6. Speaking of trauma, mental health is something to take very seriously.
Mental health is a touchy subject in any culture, but it tends to be an especially delicate topic in cultures that refugees are coming from. Women are more likely to accept help from a therapist, but men are extremely vulnerable to untreated mental health issues due to cultural standards. This is where trauma-informed care, along with picking up on nonverbal clues, becomes extremely helpful. Some agencies will provide training for mental health first aid, but if yours doesn’t, most cities have places that will offer the course for free. Even when clients are going to therapists on a regular basis, they aren’t necessary addressing all of the relevant issues. External stressors like money, weather change, housing issues, family problems, and even culture shock can push them into a crisis. Helping refugees understand that mental health is an important thing to talk about and encouraging them to seek professional help is necessary for professionals working in these communities.

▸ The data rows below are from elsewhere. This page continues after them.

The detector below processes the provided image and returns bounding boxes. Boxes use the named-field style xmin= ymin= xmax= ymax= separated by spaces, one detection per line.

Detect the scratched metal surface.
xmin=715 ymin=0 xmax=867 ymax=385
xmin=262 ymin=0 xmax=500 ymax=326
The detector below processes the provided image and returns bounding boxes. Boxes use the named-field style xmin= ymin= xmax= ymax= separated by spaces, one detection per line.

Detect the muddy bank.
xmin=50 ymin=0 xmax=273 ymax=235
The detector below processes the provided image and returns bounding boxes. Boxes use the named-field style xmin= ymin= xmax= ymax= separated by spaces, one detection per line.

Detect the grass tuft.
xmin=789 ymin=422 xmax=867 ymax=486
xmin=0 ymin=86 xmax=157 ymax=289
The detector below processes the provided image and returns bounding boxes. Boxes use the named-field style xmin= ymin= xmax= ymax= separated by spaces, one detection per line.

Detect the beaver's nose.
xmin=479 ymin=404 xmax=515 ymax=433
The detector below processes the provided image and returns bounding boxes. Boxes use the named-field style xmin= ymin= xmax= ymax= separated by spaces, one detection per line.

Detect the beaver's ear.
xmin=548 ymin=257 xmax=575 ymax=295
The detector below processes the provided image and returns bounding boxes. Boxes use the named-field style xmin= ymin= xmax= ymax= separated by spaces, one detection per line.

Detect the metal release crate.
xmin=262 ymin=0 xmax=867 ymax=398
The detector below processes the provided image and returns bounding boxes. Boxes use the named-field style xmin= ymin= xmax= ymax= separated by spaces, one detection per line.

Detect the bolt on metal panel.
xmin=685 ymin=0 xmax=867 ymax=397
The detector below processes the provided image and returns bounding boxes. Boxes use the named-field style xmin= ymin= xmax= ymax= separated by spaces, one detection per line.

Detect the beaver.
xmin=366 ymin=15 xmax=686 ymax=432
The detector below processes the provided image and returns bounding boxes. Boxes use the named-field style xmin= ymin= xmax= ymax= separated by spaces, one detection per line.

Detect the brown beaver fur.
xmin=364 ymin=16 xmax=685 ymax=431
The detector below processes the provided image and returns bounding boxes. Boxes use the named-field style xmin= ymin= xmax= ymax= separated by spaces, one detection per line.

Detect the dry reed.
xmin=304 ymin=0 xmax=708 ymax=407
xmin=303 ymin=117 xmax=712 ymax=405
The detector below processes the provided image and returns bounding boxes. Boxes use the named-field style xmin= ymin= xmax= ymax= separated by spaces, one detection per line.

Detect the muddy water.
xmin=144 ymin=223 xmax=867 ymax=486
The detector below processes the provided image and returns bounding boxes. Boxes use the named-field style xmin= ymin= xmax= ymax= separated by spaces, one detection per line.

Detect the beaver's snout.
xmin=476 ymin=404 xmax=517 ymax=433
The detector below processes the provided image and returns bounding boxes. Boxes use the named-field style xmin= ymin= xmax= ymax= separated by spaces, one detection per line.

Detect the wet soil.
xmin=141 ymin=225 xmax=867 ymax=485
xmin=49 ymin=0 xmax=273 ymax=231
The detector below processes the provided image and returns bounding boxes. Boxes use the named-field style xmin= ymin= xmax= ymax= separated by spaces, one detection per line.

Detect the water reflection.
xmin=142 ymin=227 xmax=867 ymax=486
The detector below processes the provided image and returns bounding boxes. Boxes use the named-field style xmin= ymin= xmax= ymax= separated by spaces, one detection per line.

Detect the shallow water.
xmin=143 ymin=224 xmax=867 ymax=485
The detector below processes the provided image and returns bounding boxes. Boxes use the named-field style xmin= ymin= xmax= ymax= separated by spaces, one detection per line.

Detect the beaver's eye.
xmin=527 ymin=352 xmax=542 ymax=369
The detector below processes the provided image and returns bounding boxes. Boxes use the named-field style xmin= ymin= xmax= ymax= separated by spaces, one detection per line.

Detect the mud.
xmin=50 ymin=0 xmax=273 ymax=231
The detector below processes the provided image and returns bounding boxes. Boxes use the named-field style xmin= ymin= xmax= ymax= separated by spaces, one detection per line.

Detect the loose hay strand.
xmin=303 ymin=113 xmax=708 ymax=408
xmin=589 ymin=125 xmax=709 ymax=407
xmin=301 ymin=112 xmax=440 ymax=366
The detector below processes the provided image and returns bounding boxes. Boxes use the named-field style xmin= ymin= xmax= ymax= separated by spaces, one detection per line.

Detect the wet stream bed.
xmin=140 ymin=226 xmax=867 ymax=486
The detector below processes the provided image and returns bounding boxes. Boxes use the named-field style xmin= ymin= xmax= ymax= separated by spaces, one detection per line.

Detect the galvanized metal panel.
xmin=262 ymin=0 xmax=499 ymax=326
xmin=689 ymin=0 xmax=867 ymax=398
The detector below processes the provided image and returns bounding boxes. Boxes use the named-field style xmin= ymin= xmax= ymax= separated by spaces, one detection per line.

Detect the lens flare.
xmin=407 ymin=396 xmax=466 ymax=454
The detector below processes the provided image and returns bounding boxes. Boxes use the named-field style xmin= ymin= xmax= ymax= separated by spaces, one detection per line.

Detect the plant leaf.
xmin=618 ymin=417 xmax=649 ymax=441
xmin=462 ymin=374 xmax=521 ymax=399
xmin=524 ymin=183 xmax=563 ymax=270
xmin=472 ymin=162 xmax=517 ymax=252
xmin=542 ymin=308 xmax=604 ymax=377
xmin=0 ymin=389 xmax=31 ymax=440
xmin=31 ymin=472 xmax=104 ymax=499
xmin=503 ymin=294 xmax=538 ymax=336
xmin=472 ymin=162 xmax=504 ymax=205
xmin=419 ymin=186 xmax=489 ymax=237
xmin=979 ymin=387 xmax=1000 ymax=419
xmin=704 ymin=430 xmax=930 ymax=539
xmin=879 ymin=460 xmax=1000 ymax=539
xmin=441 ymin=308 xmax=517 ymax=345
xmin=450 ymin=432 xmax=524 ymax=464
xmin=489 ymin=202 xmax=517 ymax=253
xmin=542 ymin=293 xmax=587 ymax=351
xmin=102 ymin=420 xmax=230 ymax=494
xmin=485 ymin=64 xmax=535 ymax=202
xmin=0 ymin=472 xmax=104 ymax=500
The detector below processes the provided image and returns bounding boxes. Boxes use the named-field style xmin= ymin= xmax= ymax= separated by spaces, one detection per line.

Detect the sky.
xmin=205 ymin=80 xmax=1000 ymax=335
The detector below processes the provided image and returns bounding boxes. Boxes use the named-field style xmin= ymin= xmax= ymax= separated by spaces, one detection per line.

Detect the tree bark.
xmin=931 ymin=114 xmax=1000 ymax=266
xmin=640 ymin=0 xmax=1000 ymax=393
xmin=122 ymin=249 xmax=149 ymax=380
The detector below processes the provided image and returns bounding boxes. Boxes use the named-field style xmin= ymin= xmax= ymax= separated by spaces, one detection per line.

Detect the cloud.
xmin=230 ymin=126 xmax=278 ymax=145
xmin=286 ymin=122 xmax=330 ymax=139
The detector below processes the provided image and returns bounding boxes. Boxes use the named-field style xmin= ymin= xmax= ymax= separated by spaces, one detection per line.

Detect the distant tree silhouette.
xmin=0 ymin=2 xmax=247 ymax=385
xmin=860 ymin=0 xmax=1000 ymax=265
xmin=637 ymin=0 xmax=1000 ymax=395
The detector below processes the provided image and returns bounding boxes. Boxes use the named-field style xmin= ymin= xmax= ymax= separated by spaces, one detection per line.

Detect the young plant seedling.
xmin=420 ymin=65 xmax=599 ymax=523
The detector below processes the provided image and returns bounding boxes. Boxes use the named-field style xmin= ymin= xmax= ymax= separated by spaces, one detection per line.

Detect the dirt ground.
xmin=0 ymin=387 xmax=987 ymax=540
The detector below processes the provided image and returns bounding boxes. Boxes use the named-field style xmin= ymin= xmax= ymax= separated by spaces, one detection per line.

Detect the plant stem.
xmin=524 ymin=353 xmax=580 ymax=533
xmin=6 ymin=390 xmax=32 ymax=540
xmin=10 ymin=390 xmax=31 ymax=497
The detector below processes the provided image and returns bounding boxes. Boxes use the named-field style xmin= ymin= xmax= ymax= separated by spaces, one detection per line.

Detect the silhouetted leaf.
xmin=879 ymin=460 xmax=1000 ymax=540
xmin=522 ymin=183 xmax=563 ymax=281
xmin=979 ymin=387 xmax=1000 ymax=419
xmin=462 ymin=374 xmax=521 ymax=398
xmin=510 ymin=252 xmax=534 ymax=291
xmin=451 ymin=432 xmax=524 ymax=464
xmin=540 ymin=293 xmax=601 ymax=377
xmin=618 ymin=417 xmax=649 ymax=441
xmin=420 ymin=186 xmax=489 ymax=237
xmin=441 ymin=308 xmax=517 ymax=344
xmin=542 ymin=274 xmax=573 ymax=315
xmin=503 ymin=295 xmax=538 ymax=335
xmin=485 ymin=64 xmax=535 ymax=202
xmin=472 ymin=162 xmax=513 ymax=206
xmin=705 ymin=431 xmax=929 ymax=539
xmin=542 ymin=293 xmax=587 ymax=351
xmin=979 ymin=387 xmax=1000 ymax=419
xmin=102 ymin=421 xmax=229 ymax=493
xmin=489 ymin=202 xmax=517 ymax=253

7. Learn how to care for yourself.
As with most human rights issues, working with refugees can be physically, mentally, and emotionally draining. One of the best things you can do for your clients is to take time to refresh and relax. In jobs dealing with human rights, especially working directly with people, it’s easy to work overtime physically and “take work home” emotionally. Leaving stress and emotions at the door is important for yourself, your friends/family, and your clients. Spend weekends catching up with friends, exercising, going to events, etc. See a counselor or therapist if you need to. Leave room for yourself to process, destress, and express. Find a balance between removing yourself from reality and delving too deeply into it. Burnout is easy in any field working directly with people, and it’s especially easy while working with people who have experienced immense and prolonged trauma, so taking a break, taking vacation, learning to express artistically, and being able to process through emotions are extremely important in this line of work.
Working to resettle refugees in the US presents challenges not faced in the field, but it also presents the rewards of watching families thrive and succeed in a place where they finally have control and freedom. Learning how to interact with them, what their needs are, and how to avoid burnout are just a few important skills needed to do culturally appropriate, sustainable, and effective work in refugee communities. Those who are interested in working in this particular human rights field should consider the skills needed to work directly with clients and think about what role they would best fit in working with these communities. Most in the fields of human rights, policy, and development will be looking to eventually move into administrative or management roles, and having direct experience with refugee populations can be extremely valuable in working to help them at the administrative level.